UN.- Je pense que mes favoris sont différents de ceux que les gens auront comme favoris. J’ai beaucoup aimé le chapitre sur l’enlèvement du pharmacien d’Olot car c’est une preuve évidente de ce que je vous ai dit auparavant. C’est un chapitre dans lequel j’explique une histoire fournissant des données qui ont été honnêtement obtenues et qui n’étaient pas connues auparavant.

Je trouve aussi le cas d’Andrea, une femme victime de violence domestique, très intéressant. Je trouve également intéressante la photographie que j’ai prise d’une garde civile surnommée Manzanita qui travaillait à Barcelone dans les années 80 et 90. C’est un garde civil d’une autre époque, mais il est plein de contradictions impressionnantes que je trouve très intéressantes.

Q.- Quel est le criminel qui vous a le plus imposé face à face ?
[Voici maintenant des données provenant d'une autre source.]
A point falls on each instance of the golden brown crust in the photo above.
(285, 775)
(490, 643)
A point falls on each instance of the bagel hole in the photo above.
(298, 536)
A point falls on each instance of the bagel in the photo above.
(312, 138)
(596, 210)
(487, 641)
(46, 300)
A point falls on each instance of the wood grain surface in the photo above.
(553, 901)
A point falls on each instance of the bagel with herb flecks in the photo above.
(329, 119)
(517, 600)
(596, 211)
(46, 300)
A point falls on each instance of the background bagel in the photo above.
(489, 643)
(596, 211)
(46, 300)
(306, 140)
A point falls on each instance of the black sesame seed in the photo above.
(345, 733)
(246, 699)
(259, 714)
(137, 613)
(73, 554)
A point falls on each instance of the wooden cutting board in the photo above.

UN.- Il s’agit probablement d’Antonio Bernal Romeu, qui était un agresseur et violeur compulsif, un véritable prédateur à qui je consacre un chapitre. Cet homme a écrit un traité en prison intitulé 12 façons différentes de se débarrasser d’un cadavre. C’est un personnage formidable que j’ai rencontré environ 25 fois dans la prison de Barcelone pour écrire un livre sur sa vie. Dans ces interviews, il y a eu des moments où mon cœur a raté un battement… J’ai aussi eu du mal à rédiger son cas.

Q.- Comment sont les criminels dangereux dans les entretiens ?
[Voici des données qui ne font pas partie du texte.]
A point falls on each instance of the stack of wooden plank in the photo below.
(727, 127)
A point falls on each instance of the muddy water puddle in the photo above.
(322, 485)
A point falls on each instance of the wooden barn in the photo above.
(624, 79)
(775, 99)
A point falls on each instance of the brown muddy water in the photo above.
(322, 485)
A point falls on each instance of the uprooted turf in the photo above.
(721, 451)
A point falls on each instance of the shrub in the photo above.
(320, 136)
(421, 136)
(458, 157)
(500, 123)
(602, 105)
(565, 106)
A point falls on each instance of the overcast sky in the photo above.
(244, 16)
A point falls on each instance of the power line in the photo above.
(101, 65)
UN.- Lorsque j’ai eu cinq ou six entretiens avec Antonio Bernal Romeu à la prison de Cuatro Caminos, mon père avait un problème de santé très grave et nous avons dû l’opérer d’urgence. Vendredi soir, je dormais aux soins intensifs avec mon père et je suis allé directement rendre visite à Antonio Bernal le lendemain matin. Ces personnages ont ce point de psychopathie qui les rend particulièrement observateurs et intelligents… ce type m’a regardé et m’a dit : « Tu as l’air mal », et j’ai fait quelque chose qui ne devrait pas être fait, c’est-à-dire expliquer des choses personnelles.

Eh bien, la semaine suivante, Antonio Bernal, avec une affection extraordinaire, dans le fond et dans la forme, m’a interrogé sur la santé de mon père avec une affection que même mes meilleurs amis n’avaient pas. À ce moment-là, je l’ai vécu comme ça, mais plus tard, j’ai réalisé qu’il y avait peut-être du théâtre là-dedans. Les psychopathes sont étranges comme ça.
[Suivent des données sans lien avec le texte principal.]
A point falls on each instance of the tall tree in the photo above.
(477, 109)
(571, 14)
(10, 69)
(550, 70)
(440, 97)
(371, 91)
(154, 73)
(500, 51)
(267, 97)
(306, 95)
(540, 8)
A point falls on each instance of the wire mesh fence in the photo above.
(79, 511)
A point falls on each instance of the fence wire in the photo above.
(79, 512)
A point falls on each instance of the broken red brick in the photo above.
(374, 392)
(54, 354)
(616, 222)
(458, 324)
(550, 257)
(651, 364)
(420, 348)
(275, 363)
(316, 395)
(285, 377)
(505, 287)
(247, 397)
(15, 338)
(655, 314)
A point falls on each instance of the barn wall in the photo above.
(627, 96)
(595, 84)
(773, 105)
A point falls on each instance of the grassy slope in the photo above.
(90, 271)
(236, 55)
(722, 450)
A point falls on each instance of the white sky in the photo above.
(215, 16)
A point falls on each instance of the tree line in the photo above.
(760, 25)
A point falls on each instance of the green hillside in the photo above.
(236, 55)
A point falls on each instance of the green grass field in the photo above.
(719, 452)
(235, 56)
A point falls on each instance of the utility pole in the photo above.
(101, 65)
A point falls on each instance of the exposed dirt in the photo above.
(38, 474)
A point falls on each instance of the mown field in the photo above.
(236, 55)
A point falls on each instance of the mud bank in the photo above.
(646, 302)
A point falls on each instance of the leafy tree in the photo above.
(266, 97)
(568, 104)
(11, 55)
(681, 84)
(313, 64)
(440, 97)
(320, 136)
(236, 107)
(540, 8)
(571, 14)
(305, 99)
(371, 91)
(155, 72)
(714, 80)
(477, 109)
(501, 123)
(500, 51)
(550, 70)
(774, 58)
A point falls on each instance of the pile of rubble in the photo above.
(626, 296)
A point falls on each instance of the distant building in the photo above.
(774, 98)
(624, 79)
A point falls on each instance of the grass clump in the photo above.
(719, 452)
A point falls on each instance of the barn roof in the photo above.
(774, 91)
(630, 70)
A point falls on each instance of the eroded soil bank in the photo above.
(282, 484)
Q.- Un événement qui vous a particulièrement marqué ?

UN.- Beaucoup. Donc, plus précisément, je peux parler d’un sujet que j’explique également dans le livre. Regardez, lors de l’enquête sur le violeur de Vall d’Hebron, José Rodríguez Salvador. Comme il y a tant d’années de journalisme, j’ai été présent au moment de son arrestation, du procès, de son entrée en prison, de sa libération et de sa mort. Et j’ai couvert tout cela. Quand j’étais en prison, j’ai appris qu’il jurait et jurait qu’à sa sortie de prison, il violerait à nouveau et que cette fois il tuerait les victimes. Pour moi, avoir cette information et maintenant dire qu’est-ce que je fais avec ça… C’est un peu compliqué à expliquer, mais j’étais certain que José ne mentait pas.

Je suis allé voir le juge, je lui ai expliqué et il m’a simplement dit : « Ne t’inquiète pas, Quílez, tu as bien fait. Il devait le libérer à une certaine date et il a étiré la gencive autant qu’il le pouvait, donc finalement il lui a fallu encore un an et demi pour le libérer. Lorsqu’il est finalement ressorti, la police a reçu un appel d’un voisin de cet homme l’avertissant que le violeur était tombé sur un talus et était décédé dans des circonstances assez étranges. Le plus étrange, c’est qu’il avait été retrouvé mort à l’endroit où il avait commis ses viols. Si, au lieu d’être journaliste, j’étais une personne indifférente, je vous dirais que quelqu’un l’a emmené là-bas et l’a tué. Les Mossos ont mis cinq minutes pour déposer leur dossier.